The Poetical Works of Edmund Spenser, Volume 5 - Edmund Spenser
"How happie was I when I saw her leade
The shepheards daughters dauncing in a rownd! 310
How trimly would she trace* and softly tread
The tender grasse, with rosye garland crownd!
And when she list advaunce her heavenly voyce,
Both Nymphes and Muses nigh she made astownd,
And flocks and shepheards caused to reioyce. 315
[* _Trace_, step]
"But now, ye shepheard lasses! who shall lead
Your wandring troupes, or sing your virelayes*?
Or who shall dight** your bowres, sith she is dead
That was the lady of your holy-dayes?
Let now your blisse be turned into bale, 320
And into plaints convert your ioyous playes,
And with the same fill every hill and dale.

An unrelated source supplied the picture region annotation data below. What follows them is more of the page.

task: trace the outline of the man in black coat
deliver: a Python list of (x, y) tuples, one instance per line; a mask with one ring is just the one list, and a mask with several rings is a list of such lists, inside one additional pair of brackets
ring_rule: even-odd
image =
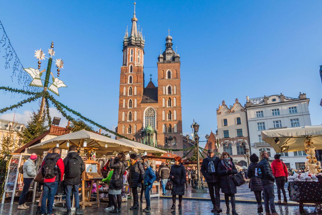
[(71, 194), (72, 187), (75, 198), (75, 214), (78, 215), (84, 213), (84, 212), (79, 208), (78, 189), (80, 175), (85, 170), (85, 164), (78, 153), (75, 151), (75, 150), (76, 147), (73, 145), (71, 145), (69, 147), (69, 152), (64, 159), (65, 169), (64, 185), (65, 186), (65, 190), (66, 193), (66, 207), (67, 208), (67, 212), (64, 214), (64, 215), (71, 214)]
[[(213, 205), (212, 212), (221, 213), (223, 210), (220, 207), (220, 178), (217, 172), (218, 163), (220, 162), (219, 158), (214, 156), (214, 151), (213, 149), (208, 150), (208, 156), (204, 159), (201, 164), (201, 173), (206, 178), (206, 181), (208, 185), (210, 199)], [(209, 162), (213, 162), (214, 170), (211, 169), (212, 165), (209, 165)], [(209, 165), (209, 167), (208, 167)], [(208, 168), (209, 167), (209, 168)], [(209, 172), (209, 170), (212, 172)]]
[[(275, 178), (273, 175), (272, 168), (269, 162), (270, 156), (266, 151), (262, 151), (260, 154), (260, 161), (257, 164), (257, 168), (259, 176), (260, 178), (262, 187), (264, 191), (264, 202), (265, 206), (265, 212), (266, 214), (272, 215), (278, 214), (275, 210), (275, 203), (274, 200), (275, 195), (274, 193), (274, 181)], [(260, 169), (262, 175), (260, 173)], [(271, 213), (270, 213), (270, 207)]]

[* _Virelayes_, roundelays.]
[** _Dight_, deck.]
"Let bagpipe never more be heard to shrill,
That may allure the senses to delight,
Ne ever shepheard sound his oaten quill 325
Unto the many*, that provoke them might
To idle pleasance; but let ghastlinesse
And drearie horror dim the chearfull light,
To make the image of true heavinesse.
[* _Many_, company.]
"Let birds be silent on the naked spray, 330
And shady woods resound with dreadfull yells;
Let streaming floods their hastie courses stay,
And parching drouth drie up the cristall wells;
Let th'earth be barren, and bring foorth no flowres,
And th'ayre be fild with noyse of dolefull knells, 335
And wandring spirits walke untimely howres.

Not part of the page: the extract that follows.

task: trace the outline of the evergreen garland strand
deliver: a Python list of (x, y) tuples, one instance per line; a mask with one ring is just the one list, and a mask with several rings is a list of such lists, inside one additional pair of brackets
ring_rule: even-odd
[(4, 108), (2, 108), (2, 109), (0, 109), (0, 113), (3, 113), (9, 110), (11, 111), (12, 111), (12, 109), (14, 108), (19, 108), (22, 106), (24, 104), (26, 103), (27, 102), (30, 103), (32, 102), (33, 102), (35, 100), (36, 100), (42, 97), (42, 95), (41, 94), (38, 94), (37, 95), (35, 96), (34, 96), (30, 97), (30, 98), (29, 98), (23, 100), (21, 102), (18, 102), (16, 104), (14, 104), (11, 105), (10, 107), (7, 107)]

"And Nature, nurse of every living thing,
Let rest her selfe from her long wearinesse,
And cease henceforth things kindly forth to bring,
But hideous monsters full of uglinesse; 340
For she it is that hath me done this wrong;
No nurse, but stepdame cruell, mercilesse.
Weepe, Shepheard! weepe, to make my undersong.
IV.
"My little flock, whom earst I lov'd so well,
And wont to feed with finest grasse that grew, 345
Feede ye hencefoorth on bitter astrofell*,
And stinking smallage, and unsaverie rew;
And when your mawes are with those weeds corrupted,
Be ye the pray of wolves; ne will I rew
That with your carkasses wild beasts be glutted. 350
[* _Astrofell_, (probably) starwort. See _Astrophel_, v. 184-196.]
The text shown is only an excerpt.